Horizon Press published the book in hardcover on April 4, 1963. The press was known for publishing early books by unknown authors and unknown books by familiar authors. Horizon had published Goodman's earlier short story collection Our Visit to Niagara (1960) and would also publish his Compulsory Mis-education the next year (1964). By the time of the book's publication, Goodman's social criticism already had a considerable following among American youth.

== Reception and legacy ==

Reviewers commented on Goodman's role as a social gadfly: "strident, denunciatory, sometimes simplistic" but "always earnest" and not easily categorized. Raymond Price Jr. and August Derleth were encouraged by Goodman’s articulate opinions, his view of civics as a “right and responsibility” to act in one’s own society, and his willingness to participate in the affairs of others. Santa Maria Times wrote that Goodman's appeal for more public letter-writing made more sense for Goodman himself than for the general public, who lacked his panache. Critics differed on whether Goodman’s chiding approach was benevolent: While Nat Hentoff found this technique stimulating, The San Francisco Examiner viewed it as crankiness and Price as intellectual vanity. Price described the book as an "exercise in ego fulfillment" in which Goodman postures extravagantly, dismisses his detractors, and stifles debate, wearing down the reader. Hentoff, however, felt that Goodman’s hectoring insistence is what made him one of American society’s most thoroughly independent minds.

The Washington Evening Star wrote that thinkers like Goodman who break out of traditional patterns of thought are "destined to perpetrate one outrage after another". The critic found Goodman's positions to be sensible yet extreme, such that he could appreciate the proposals but struggled to fully agree. Hentoff considered Goodman's solutions debatable or impossible, requiring "a prior social revolution that he does not know how to instigate".

Price considered the book to be unfocused as a collection of ephemera and did not think Goodman's old letters merited republication, suggesting that The Society I Live in Is Mine would best appeal to those already fond of Goodman's style. Similarly, the Santa Maria Times did not believe Goodman’s letters would stand the test of time, like those of Thomas Babington Macaulay or Benjamin Franklin, though Goodman's book of letters to editors was itself a rare concept and interesting experiment.
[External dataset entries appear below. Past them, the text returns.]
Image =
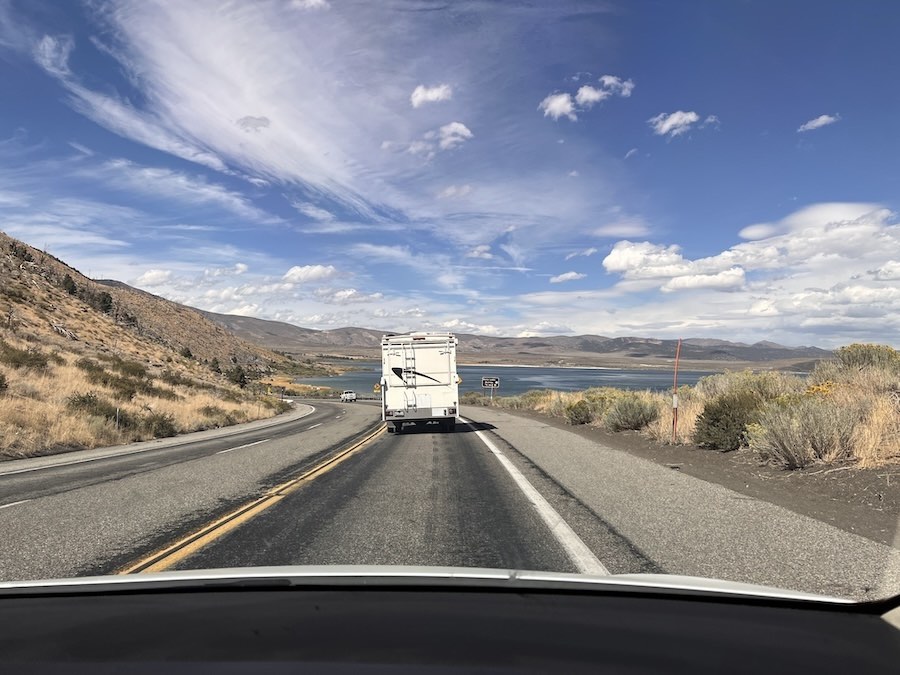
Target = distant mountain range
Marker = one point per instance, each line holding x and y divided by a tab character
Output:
559	350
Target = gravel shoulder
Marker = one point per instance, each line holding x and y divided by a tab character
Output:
693	525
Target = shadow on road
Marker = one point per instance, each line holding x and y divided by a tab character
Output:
434	428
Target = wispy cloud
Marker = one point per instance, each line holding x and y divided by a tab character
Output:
567	276
818	122
673	124
422	94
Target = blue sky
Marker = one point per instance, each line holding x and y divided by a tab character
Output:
694	169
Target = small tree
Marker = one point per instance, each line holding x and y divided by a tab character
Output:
69	285
237	376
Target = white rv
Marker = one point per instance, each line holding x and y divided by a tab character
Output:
419	382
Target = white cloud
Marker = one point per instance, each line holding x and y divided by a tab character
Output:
584	252
819	122
673	124
558	105
423	94
310	4
52	54
588	96
617	86
346	296
452	191
453	134
306	273
567	276
726	279
623	228
153	277
889	271
313	211
562	104
483	251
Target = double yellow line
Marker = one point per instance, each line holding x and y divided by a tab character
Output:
186	546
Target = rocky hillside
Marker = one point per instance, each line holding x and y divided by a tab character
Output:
85	364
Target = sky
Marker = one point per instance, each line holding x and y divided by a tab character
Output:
659	169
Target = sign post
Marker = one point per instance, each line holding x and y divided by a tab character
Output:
490	383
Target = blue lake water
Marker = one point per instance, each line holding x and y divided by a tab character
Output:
517	379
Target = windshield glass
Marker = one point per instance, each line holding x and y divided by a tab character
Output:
588	287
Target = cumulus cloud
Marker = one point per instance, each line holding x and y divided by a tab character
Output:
346	296
452	191
306	273
154	277
726	279
624	228
673	124
889	271
567	276
423	94
483	251
563	104
584	252
818	122
558	105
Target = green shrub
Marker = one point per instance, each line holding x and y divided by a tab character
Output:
32	358
723	423
860	356
630	412
159	425
579	413
128	368
93	404
472	398
807	431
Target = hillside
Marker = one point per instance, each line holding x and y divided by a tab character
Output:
584	350
84	364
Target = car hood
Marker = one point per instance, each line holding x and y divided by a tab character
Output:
389	575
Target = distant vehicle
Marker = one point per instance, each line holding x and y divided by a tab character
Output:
419	382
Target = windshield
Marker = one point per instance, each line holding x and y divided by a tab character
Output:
588	287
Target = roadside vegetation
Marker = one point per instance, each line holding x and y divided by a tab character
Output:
847	410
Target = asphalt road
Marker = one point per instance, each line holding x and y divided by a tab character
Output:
93	514
419	498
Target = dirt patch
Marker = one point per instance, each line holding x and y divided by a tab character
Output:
862	501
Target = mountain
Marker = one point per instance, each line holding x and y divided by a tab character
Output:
558	350
84	363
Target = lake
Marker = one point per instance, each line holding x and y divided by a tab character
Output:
518	379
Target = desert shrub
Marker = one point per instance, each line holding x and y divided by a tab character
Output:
175	379
861	356
765	386
630	411
472	398
723	423
806	431
31	358
579	412
95	405
159	425
128	368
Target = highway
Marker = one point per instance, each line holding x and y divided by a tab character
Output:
327	486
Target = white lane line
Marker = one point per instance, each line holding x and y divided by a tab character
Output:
6	506
583	558
239	447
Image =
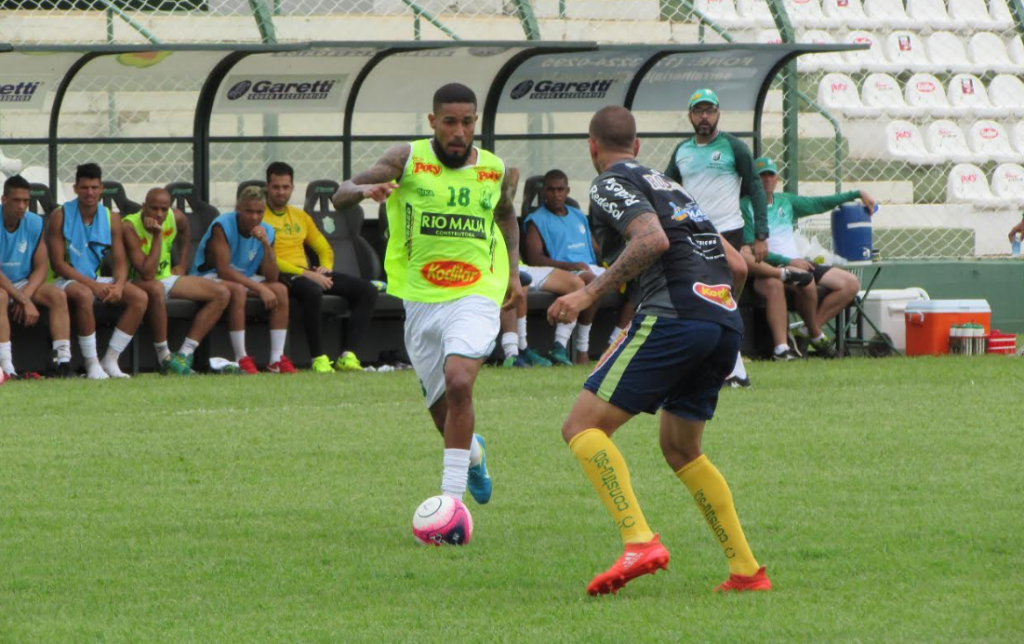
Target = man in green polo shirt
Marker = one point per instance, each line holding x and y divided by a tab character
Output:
783	211
150	237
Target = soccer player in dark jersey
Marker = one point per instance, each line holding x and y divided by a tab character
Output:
677	353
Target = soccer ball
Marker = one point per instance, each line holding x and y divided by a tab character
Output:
442	520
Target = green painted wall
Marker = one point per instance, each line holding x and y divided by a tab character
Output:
999	282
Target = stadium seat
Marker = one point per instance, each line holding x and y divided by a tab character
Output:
924	90
849	13
904	50
1007	91
115	198
930	14
945	138
988	51
756	10
946	52
838	92
967	90
1008	183
904	142
883	92
887	13
974	13
989	139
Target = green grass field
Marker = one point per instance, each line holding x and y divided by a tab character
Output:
886	497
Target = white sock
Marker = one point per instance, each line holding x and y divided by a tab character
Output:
278	344
583	338
62	347
456	473
162	351
475	454
239	343
510	343
5	359
188	347
738	371
562	333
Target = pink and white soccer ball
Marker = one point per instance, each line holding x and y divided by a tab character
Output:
442	521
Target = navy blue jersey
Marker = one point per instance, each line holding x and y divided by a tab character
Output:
692	278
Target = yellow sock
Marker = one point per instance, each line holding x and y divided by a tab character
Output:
715	502
605	467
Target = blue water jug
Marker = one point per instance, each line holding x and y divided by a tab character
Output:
852	232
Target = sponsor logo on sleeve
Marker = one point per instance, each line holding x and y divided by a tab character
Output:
451	274
719	295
For Hentoff, the book was most valuable for its distillation of Goodman's central ideas, but it also served as entertainment, allowing readers to witness Goodman's "indignant, sardonic, and often devastatingly accurate assaults," such as his commentary on cultural absurdities like a preschool television program lacking the spontaneity of childhood, or a school of science running a shelter drill that provided no actual shelter to children in the event of a bombing. The New Yorker concurred that Goodman was funnier than he realized. Hentoff noted that Goodman is readable because all his years of fervent opposition have not made him "chronically self-righteous or humorless".